Vladimir Poutine et Abdel Fattah al-Sissi au Caire le 11 décembre 2017. (Alexander Zemlianichenko/AP/SIPA)

Le contrat, signé en présence des président russe, Vladimir Poutine, et égyptien, Abdel Fattah al-Sissi, vient entériner un accord signé en novembre 2015 pour la fourniture de quatre réacteurs de 1200 mégawatts chacun. La construction devrait être terminée en 2022 et le premier réacteur nucléaire entrer en production vers 2024. «L’entrée en fonction de cette centrale devrait aussi obligatoirement renforcer les capacités électriques du pays, (…) constamment mises sous pression à la fois par une demande en progression mais aussi par des défaillances des installations et de l’approvisionnement en gaz naturel, qui assure 70% de la production», observe Jeune Afrique.

Selon Reuters, la Russie devrait financer 85% des travaux, l’Egypte les 15% restants.

Les ambitions anciennes de l’Egypte
«En réalisant ce projet, l'Egypte n'obtiendra pas seulement une centrale nucléaire, mais aussi l'accès aux technologies les plus modernes et les plus sûres», a affirmé Vladimir Poutine au cours de la déclaration à la presse.

Les ambitions nucléaires de l’Egypte sont anciennes. Au début des années 80, sous le régime du président Hosni Moubarak, Le Caire avait déjà envisagé la construction d'une centrale nucléaire à el-Dabaa. Mais le projet avait été suspendu après la catastrophe de Tchernobyl en 1986.

Le dossier énergétique est évidemment très politique, comme l’a montré l’histoire du barrage d’Assouan. D’autant que les deux chefs d'Etat ont aussi évoqué un autre important projet commun: la création en Egypte d'une «zone industrielle russe». «Cela sera le plus grand centre de production et d'exportation de biens russes sur les marchés du Moyen-Orient et d'Afrique. Nous prévoyons un volume total d'investissement de sept milliards de dollars environ (six milliards d'euros)», a dit Vladimir Poutine.

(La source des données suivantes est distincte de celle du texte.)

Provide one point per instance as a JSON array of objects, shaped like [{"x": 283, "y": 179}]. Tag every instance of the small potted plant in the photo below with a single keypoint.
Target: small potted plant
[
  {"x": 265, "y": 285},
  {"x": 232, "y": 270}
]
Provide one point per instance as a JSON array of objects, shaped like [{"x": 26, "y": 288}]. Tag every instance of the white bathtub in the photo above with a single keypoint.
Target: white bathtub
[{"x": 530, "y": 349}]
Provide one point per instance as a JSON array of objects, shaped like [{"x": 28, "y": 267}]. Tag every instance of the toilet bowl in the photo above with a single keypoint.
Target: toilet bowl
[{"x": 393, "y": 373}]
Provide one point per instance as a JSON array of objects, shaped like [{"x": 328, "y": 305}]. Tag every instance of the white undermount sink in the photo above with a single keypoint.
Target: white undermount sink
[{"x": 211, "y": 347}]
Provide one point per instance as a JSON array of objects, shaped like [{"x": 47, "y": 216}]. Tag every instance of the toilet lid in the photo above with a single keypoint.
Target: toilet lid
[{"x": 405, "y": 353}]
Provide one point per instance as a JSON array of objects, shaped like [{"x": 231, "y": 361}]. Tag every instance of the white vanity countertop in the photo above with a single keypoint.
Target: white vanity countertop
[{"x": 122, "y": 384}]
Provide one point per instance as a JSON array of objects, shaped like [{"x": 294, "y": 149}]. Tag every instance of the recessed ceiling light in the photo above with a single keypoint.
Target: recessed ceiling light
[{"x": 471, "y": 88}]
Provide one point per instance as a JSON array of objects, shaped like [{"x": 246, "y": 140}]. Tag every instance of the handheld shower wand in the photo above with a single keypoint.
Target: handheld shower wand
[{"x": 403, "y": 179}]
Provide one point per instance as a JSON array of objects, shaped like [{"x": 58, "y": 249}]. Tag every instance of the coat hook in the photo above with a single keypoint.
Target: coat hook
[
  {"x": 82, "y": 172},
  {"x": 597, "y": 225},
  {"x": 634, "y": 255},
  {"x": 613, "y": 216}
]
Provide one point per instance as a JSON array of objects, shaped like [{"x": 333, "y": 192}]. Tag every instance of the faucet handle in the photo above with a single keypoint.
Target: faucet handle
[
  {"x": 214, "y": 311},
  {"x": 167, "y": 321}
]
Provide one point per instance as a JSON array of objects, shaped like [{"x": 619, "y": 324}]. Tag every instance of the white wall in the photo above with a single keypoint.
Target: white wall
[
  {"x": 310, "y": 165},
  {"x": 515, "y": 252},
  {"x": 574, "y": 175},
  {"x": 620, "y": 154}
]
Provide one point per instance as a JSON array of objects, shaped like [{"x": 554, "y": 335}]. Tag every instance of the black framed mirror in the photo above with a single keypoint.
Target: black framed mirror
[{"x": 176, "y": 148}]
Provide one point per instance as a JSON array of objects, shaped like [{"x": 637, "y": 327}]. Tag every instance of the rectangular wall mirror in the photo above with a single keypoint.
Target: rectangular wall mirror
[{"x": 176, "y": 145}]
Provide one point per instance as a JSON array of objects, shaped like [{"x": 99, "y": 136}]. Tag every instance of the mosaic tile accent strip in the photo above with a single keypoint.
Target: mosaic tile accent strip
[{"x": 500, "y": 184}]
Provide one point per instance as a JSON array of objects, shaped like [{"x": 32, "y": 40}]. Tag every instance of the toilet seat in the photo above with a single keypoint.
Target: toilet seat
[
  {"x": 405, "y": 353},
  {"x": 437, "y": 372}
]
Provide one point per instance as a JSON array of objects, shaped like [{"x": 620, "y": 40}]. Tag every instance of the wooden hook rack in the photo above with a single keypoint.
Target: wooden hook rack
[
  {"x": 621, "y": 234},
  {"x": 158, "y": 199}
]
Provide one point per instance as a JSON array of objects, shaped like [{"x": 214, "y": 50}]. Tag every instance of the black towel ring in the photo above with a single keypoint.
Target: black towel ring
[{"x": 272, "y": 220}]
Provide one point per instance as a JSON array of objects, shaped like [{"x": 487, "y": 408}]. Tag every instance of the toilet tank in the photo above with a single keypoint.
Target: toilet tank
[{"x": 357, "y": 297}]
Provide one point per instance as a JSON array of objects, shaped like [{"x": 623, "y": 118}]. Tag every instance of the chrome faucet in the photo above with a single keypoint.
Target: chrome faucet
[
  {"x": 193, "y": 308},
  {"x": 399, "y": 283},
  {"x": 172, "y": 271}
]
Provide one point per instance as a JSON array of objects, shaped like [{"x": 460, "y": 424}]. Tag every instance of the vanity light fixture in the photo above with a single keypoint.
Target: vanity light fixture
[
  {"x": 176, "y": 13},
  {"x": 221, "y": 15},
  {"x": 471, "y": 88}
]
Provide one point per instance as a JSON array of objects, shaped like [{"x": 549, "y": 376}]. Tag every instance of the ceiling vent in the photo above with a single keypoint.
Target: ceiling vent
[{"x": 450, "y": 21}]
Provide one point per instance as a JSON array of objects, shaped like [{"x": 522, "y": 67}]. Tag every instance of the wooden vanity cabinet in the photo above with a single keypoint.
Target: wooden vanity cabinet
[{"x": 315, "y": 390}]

Le président russe, dont la précédente visite au Caire remontait à février 2015, a aussi évoqué la question d'un possible retour des touristes russes en Egypte. Les relations entre les deux pays alliés ont été perturbées en octobre 2015 par le crash d'un Airbus d'une compagnie russe (224 morts) après son décollage d'Egypte.

A la suite de cet attentat revendiqué par le groupe djihadiste Etat islamique, la Russie avait suspendu les vols vers l'Egypte. Une mesure toujours en vigueur aujourd'hui, qui a pénalisé le tourisme égyptien. Vladimir Poutine a assuré que son pays était prêt à «reprendre les vols directs entre Moscou et Le Caire». Avant d'ajouter qu'il espérait que cette mesure soit prise «dans l'avenir le plus proche». La preuve que, décidément, il entend se montrer agréable à la partie égyptienne.

La construction d’une centrale à el-Dabaa est un signe supplémentaire du retour de Moscou au Proche-Orient. Mais elle peut aussi s’interpréter comme un message destiné à l’Afrique du Sud. Un pays qui héberge la seule centrale nucléaire du continent. Et «souhaite acquérir six à huit nouveaux réacteurs nucléaires d’une capacité totale de 9600 mégawatts», selon Jeune Afrique. En clair, les propos de Vladimir Poutine sur les technologies nucléaires «les plus modernes et les plus sûres» visaient probablement aussi Pretoria.